Christian Lacroix, lui, est plutôt classique. Au pays de la haute-couture, ses créations sont de bon aloi. Le décalage, selon Christine Albanel, la présidente de l'établissement public du musée et du domaine national du château, consiste à exposer les robes dans la chapelle... On renoue ainsi avec la vocation du lieu : Versailles, temple et moteur de la création artistique de son temps. D'où l'indignation de fidèles versaillais qui ont multiplié les protestations (auprès du Château, de la mairie, de l'évêque) pour obtenir le retrait du projet. Devant le refus, et malgré l'intervention du maire de Versailles et de l'évêque, Mgr Aumonier, tous deux choqués mais impuissants, plusieurs dizaines de manifestants sont intervenus pacifiquement le 7 octobre pour dire leur réprobation. En dépit de quelques échauffourées (une gardienne victime d'une chute, aux dires de témoins directs), ils ont obtenu gain de cause, puisque l'accès à la chapelle a été fermé la nuit suivante.

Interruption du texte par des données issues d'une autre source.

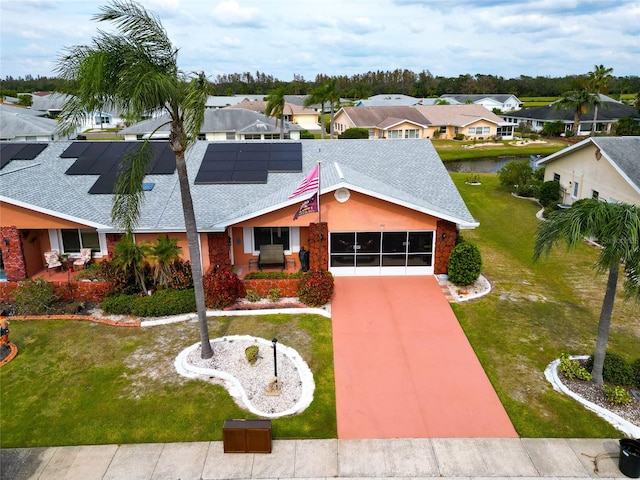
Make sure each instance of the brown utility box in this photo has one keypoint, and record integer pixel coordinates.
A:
(246, 436)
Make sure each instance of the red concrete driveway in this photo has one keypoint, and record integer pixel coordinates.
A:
(404, 367)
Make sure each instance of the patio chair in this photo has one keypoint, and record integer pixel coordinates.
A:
(85, 258)
(52, 260)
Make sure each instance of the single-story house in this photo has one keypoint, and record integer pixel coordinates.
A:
(393, 100)
(606, 168)
(219, 124)
(19, 124)
(306, 118)
(609, 112)
(504, 102)
(423, 121)
(386, 208)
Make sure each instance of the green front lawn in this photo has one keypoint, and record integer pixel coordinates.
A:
(76, 383)
(535, 312)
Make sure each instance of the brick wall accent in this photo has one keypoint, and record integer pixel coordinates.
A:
(219, 249)
(445, 246)
(287, 286)
(12, 256)
(318, 246)
(93, 292)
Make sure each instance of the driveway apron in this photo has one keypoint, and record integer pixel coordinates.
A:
(404, 367)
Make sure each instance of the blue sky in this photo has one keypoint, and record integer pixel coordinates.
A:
(284, 38)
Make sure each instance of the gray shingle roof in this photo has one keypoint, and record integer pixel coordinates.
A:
(408, 173)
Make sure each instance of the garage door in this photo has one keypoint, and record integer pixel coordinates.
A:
(381, 253)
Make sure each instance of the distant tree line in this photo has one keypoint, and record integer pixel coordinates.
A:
(364, 85)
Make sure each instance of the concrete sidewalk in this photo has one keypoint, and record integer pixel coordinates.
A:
(322, 459)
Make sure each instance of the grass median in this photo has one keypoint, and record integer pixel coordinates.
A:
(77, 383)
(535, 312)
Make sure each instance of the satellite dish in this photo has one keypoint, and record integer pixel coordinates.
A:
(342, 195)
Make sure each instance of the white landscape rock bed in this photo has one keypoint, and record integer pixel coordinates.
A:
(247, 383)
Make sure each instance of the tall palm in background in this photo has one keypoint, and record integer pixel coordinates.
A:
(599, 79)
(275, 107)
(616, 227)
(579, 102)
(135, 71)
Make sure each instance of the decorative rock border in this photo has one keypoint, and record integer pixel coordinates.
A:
(234, 385)
(551, 374)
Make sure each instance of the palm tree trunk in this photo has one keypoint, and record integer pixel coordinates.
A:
(595, 119)
(194, 253)
(604, 323)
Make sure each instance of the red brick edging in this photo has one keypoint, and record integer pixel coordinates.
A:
(12, 354)
(88, 318)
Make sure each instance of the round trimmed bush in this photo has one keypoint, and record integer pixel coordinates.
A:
(315, 288)
(616, 370)
(465, 264)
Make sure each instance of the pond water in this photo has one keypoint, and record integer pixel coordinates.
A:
(485, 164)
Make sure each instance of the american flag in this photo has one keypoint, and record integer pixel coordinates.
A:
(310, 182)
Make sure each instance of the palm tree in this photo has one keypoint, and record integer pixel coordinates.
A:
(275, 107)
(616, 226)
(318, 95)
(598, 80)
(579, 101)
(135, 70)
(165, 251)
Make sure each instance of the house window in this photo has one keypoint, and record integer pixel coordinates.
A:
(271, 236)
(411, 133)
(74, 239)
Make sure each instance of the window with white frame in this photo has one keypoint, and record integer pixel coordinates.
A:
(73, 239)
(412, 133)
(271, 236)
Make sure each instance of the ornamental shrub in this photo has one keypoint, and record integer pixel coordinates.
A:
(616, 370)
(34, 297)
(165, 302)
(465, 264)
(315, 288)
(549, 193)
(222, 287)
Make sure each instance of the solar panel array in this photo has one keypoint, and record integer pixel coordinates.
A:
(19, 151)
(103, 158)
(247, 162)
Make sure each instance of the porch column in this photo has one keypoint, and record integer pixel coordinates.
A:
(445, 243)
(12, 256)
(318, 246)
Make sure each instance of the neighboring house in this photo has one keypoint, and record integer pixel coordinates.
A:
(51, 103)
(606, 168)
(503, 102)
(387, 208)
(472, 121)
(424, 121)
(24, 125)
(306, 118)
(219, 124)
(609, 112)
(394, 100)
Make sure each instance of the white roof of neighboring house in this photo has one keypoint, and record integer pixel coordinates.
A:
(408, 173)
(623, 153)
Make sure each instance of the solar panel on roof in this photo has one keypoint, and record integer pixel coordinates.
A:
(75, 150)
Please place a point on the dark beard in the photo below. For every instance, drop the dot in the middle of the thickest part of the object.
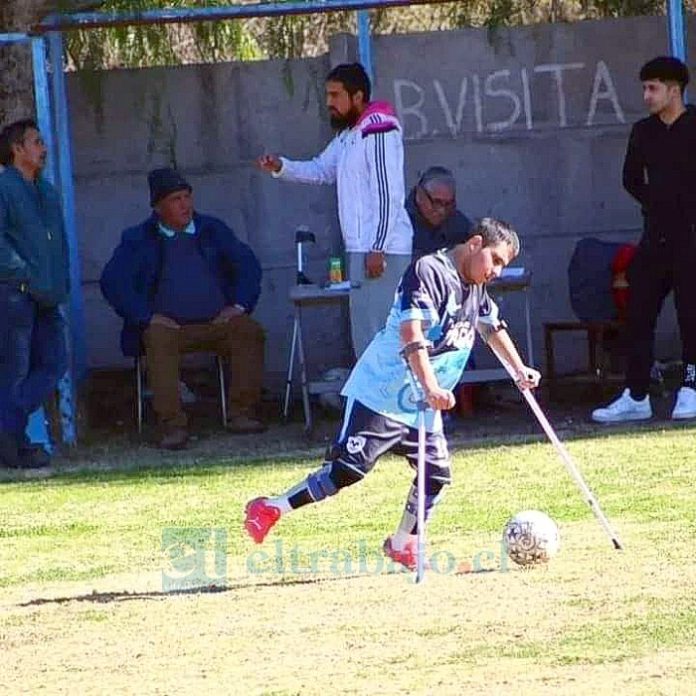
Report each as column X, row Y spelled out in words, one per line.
column 343, row 122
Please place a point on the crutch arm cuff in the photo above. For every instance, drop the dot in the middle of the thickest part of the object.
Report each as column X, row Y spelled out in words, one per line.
column 414, row 347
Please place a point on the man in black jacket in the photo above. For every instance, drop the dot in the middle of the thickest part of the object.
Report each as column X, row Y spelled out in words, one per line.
column 660, row 173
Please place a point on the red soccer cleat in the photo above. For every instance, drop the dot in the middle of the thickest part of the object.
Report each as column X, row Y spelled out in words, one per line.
column 260, row 517
column 407, row 557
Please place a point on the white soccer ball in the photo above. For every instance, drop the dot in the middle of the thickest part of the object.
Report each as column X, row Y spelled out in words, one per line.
column 531, row 537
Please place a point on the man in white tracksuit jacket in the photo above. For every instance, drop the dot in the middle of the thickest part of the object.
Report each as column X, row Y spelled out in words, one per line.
column 366, row 161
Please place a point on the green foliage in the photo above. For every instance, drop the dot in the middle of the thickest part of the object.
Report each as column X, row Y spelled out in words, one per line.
column 307, row 35
column 166, row 44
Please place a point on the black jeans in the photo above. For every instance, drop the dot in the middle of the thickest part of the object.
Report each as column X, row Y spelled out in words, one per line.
column 659, row 266
column 32, row 356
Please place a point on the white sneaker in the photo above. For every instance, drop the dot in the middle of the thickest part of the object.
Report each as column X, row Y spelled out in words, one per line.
column 626, row 408
column 686, row 404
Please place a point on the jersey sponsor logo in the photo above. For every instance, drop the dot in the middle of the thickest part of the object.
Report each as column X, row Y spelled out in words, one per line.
column 355, row 444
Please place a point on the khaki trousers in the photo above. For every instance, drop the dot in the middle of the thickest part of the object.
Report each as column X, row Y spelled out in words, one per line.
column 240, row 341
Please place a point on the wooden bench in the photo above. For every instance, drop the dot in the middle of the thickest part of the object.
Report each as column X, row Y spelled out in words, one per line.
column 597, row 333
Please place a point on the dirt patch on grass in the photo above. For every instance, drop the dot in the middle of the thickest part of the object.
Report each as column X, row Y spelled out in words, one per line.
column 593, row 621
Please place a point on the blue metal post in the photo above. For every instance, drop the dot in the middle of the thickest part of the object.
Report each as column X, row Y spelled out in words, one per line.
column 677, row 34
column 365, row 42
column 13, row 37
column 42, row 97
column 67, row 190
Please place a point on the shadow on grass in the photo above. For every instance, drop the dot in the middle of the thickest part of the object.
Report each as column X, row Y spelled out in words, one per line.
column 125, row 596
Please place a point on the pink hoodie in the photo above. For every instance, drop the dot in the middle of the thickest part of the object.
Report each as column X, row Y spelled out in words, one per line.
column 384, row 122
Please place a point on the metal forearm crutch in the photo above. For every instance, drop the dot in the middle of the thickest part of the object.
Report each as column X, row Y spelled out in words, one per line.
column 421, row 405
column 564, row 455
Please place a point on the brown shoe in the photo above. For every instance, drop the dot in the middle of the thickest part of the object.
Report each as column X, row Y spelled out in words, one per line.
column 174, row 438
column 245, row 424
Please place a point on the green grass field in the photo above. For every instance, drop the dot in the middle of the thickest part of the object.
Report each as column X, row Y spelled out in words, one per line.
column 86, row 559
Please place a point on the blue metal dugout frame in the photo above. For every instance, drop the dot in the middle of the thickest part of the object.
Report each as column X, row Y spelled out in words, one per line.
column 53, row 117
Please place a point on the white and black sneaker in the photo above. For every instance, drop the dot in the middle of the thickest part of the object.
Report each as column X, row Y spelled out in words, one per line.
column 624, row 409
column 685, row 406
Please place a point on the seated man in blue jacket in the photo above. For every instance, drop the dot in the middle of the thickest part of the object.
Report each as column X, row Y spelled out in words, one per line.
column 183, row 282
column 432, row 207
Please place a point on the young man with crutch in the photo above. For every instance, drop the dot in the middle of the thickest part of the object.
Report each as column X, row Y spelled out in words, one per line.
column 417, row 357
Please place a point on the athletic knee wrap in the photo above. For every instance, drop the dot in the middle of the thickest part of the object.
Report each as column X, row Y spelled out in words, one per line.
column 330, row 479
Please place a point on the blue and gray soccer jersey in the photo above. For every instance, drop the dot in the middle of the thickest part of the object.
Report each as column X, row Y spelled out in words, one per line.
column 431, row 291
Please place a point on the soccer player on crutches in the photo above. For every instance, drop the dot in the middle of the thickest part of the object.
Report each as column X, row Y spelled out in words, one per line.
column 413, row 362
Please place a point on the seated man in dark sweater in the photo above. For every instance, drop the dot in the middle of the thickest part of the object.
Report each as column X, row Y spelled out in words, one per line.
column 183, row 282
column 432, row 207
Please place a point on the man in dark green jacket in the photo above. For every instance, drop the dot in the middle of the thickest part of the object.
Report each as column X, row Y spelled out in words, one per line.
column 33, row 283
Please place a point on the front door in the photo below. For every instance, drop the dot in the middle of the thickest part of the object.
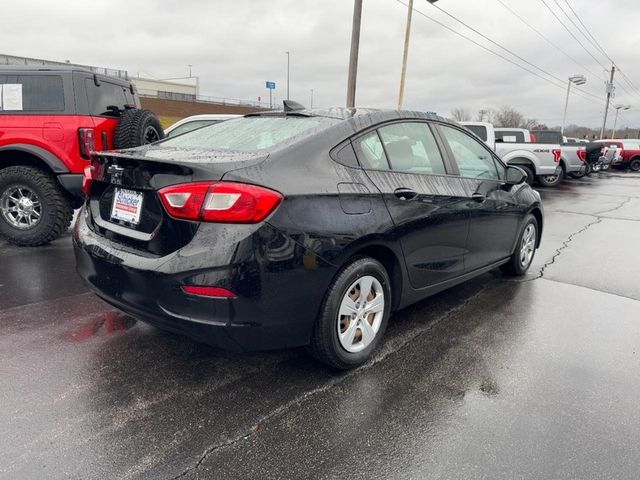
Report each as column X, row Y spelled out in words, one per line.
column 494, row 214
column 426, row 204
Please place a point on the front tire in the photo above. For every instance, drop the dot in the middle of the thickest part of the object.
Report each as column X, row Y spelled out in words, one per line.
column 33, row 208
column 353, row 316
column 525, row 250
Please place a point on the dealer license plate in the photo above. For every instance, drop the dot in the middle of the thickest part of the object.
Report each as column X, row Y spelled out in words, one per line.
column 127, row 206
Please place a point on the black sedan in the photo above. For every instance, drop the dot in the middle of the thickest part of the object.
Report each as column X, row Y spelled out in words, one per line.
column 302, row 227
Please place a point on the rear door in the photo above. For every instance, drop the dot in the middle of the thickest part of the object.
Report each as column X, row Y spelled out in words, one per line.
column 494, row 213
column 405, row 162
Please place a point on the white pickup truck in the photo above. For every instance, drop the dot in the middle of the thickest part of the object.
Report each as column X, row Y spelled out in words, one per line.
column 539, row 161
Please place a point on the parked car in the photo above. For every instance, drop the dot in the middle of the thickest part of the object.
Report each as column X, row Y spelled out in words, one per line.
column 628, row 153
column 51, row 119
column 573, row 155
column 196, row 121
column 513, row 135
column 301, row 227
column 538, row 161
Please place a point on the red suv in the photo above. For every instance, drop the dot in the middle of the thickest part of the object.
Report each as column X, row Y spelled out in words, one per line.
column 51, row 119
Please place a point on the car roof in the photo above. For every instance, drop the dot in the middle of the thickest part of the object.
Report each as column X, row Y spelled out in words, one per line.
column 361, row 117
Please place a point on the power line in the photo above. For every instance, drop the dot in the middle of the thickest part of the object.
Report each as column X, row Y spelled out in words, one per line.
column 571, row 33
column 562, row 81
column 594, row 41
column 493, row 52
column 548, row 40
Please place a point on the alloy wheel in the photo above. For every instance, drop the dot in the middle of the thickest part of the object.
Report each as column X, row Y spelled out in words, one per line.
column 21, row 207
column 360, row 314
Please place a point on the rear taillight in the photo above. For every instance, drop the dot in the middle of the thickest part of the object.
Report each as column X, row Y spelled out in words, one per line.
column 87, row 180
column 582, row 154
column 220, row 202
column 87, row 143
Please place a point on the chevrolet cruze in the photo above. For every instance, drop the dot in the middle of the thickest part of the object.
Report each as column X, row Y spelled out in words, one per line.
column 300, row 227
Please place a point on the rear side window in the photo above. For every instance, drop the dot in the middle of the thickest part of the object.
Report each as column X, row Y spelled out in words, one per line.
column 473, row 159
column 37, row 93
column 106, row 98
column 412, row 148
column 510, row 136
column 372, row 152
column 250, row 134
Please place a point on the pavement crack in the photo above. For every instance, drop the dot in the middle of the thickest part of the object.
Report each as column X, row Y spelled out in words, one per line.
column 565, row 245
column 391, row 347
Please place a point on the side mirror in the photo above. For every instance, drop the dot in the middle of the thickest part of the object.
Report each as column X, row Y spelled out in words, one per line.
column 515, row 175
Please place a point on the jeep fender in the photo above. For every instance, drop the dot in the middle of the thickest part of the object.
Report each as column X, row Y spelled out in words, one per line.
column 53, row 162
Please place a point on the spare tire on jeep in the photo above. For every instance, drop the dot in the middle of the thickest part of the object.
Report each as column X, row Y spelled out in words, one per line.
column 137, row 127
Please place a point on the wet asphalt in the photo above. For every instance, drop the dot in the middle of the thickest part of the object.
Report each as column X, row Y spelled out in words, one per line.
column 497, row 378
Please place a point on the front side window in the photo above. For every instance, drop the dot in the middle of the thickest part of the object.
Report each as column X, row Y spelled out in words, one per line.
column 473, row 158
column 412, row 148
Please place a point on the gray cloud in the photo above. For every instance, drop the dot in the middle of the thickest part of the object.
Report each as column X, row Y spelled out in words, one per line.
column 236, row 45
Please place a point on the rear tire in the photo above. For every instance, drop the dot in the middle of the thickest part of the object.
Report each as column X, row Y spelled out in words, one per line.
column 137, row 127
column 525, row 250
column 33, row 208
column 343, row 341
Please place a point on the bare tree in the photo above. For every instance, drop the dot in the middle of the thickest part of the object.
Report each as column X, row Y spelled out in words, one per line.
column 460, row 115
column 508, row 117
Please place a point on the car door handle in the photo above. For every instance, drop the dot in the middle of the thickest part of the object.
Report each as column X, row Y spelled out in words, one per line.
column 405, row 193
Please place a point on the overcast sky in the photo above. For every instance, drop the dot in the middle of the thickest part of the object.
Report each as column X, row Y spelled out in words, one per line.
column 235, row 45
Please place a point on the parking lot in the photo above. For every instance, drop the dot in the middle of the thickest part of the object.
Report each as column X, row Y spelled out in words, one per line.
column 496, row 378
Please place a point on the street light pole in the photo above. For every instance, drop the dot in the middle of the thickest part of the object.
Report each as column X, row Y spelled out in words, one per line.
column 405, row 54
column 610, row 89
column 353, row 54
column 578, row 80
column 615, row 122
column 288, row 59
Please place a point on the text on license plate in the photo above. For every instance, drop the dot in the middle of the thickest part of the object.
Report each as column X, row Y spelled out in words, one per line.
column 127, row 205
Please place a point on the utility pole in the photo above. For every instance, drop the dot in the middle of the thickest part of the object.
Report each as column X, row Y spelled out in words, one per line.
column 405, row 54
column 610, row 89
column 353, row 55
column 288, row 58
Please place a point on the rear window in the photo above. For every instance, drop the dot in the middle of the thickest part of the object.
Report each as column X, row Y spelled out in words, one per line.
column 250, row 134
column 479, row 131
column 33, row 93
column 107, row 95
column 510, row 136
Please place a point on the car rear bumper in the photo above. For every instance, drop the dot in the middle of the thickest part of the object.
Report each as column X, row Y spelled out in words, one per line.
column 261, row 317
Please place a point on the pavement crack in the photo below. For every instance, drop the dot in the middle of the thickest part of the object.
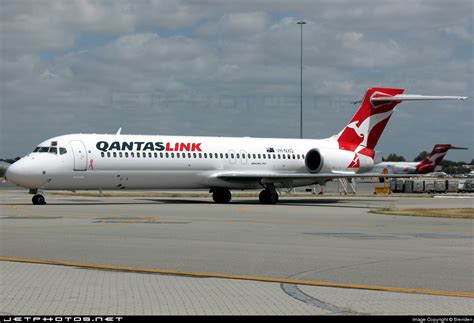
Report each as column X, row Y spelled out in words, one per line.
column 293, row 291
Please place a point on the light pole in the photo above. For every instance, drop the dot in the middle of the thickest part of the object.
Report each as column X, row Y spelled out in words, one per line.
column 301, row 23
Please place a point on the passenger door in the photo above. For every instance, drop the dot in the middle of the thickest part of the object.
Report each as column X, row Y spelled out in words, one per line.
column 80, row 155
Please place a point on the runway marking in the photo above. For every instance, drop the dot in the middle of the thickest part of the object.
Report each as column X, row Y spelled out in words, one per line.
column 238, row 277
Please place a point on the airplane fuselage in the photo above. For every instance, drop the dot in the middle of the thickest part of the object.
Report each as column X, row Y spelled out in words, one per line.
column 111, row 162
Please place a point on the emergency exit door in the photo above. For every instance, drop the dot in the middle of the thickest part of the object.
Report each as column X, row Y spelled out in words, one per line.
column 80, row 155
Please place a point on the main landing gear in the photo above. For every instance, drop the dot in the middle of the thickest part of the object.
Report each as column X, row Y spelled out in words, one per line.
column 221, row 195
column 38, row 199
column 269, row 195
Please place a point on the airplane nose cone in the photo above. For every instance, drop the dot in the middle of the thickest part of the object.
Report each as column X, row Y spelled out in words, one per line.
column 13, row 174
column 21, row 174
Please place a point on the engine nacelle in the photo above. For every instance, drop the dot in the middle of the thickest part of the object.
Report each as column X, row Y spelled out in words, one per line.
column 325, row 160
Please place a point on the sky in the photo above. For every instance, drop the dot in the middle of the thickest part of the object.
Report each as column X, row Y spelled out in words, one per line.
column 232, row 68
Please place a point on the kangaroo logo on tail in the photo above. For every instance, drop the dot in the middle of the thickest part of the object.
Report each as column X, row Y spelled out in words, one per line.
column 366, row 126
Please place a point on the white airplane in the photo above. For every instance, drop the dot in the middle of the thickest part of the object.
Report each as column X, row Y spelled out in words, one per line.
column 427, row 165
column 113, row 162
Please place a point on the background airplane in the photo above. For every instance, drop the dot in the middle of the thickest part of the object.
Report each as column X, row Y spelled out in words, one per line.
column 111, row 162
column 427, row 165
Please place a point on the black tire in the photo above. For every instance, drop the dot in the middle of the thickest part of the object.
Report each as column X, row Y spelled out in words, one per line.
column 267, row 197
column 221, row 195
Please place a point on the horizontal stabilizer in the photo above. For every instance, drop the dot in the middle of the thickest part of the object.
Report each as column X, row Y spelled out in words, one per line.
column 414, row 97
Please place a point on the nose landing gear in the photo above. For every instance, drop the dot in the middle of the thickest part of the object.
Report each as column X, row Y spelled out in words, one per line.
column 38, row 199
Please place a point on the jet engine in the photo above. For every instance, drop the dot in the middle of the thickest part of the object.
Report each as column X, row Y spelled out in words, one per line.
column 326, row 160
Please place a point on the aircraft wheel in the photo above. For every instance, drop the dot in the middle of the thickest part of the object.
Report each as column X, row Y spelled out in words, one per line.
column 267, row 197
column 221, row 195
column 38, row 199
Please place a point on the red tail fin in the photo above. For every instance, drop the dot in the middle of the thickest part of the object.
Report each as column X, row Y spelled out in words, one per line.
column 366, row 126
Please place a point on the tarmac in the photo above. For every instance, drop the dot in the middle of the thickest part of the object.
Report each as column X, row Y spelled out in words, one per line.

Leur initiative a provoqué un tollé : L'affirmation, essentielle, de convictions religieuses, qui n'étaient aucunement bafouées en l'espèce (sic), s'est plainte Christine Albanel dans Le Figaro (13 octobre), ne saurait s'exercer aux dépens de certaines libertés elles aussi essentielles: liberté de penser, liberté de créer, liberté de montrer, liberté de juger. La palme de la fureur est revenue au père des Nuits blanches lui-même, Christophe Girard, qui a vu dans les agressions exercées par une minorité religieuse, le fait de fanatiques ennemis de la démocratie et de la République. Ces réactions, complaisamment relayées par les médias, ont donné le ton : l'invocation de la liberté religieuse autour du respect des lieux de culte contient une menace pour les libertés publiques.
Derrière l'incident, se cachent une dérive, et un vrai péril. L'inculture générale et la montée de l'ignorance religieuse affaiblissent la protection tacite des églises de France, propriétés de l'État. Il est significatif que les responsables du domaine de Versailles ne voient pas le problème posé par l'exposition d'œuvres profanes — les créations de haute-couture sont aussi des produits commerciaux — dans un sanctuaire. La difficulté se double de la prétention de l'art contemporain à vouloir donner du sens à son environnement en détournant l'esprit des lieux où il s'expose dans la provocation calculée : "Artifices et sacrifices, magie noire et mariage blanc", disait la présentation de l'exposition...
On a donc le sentiment que la gravité de l'affaire de la chapelle de Versailles est d'abord dans le manque de culture, au sens de finesse de la sensibilité collective, qui a perdu le sens du sacré, autrement dit des limites que l'homme se reconnaît en renonçant à disposer d'autrui à sa guise, dont témoigne le respect particulier porté à certaines fonctions, à certains lieux ou à certaines œuvres.
Comment protéger les lieux de culte ?
Comment donc protéger les lieux de culte de toute tentative d'instrumentalisation à des fins pseudo-culturelles ? On ne parlera pas de l'immense effort éducatif à reprendre, tant il va de soi, mais sa nécessité témoigne ici de l'attachement absolu et prioritaire que les catholiques doivent donner à la liberté d'éducation et à l'investissement dans le monde de la culture.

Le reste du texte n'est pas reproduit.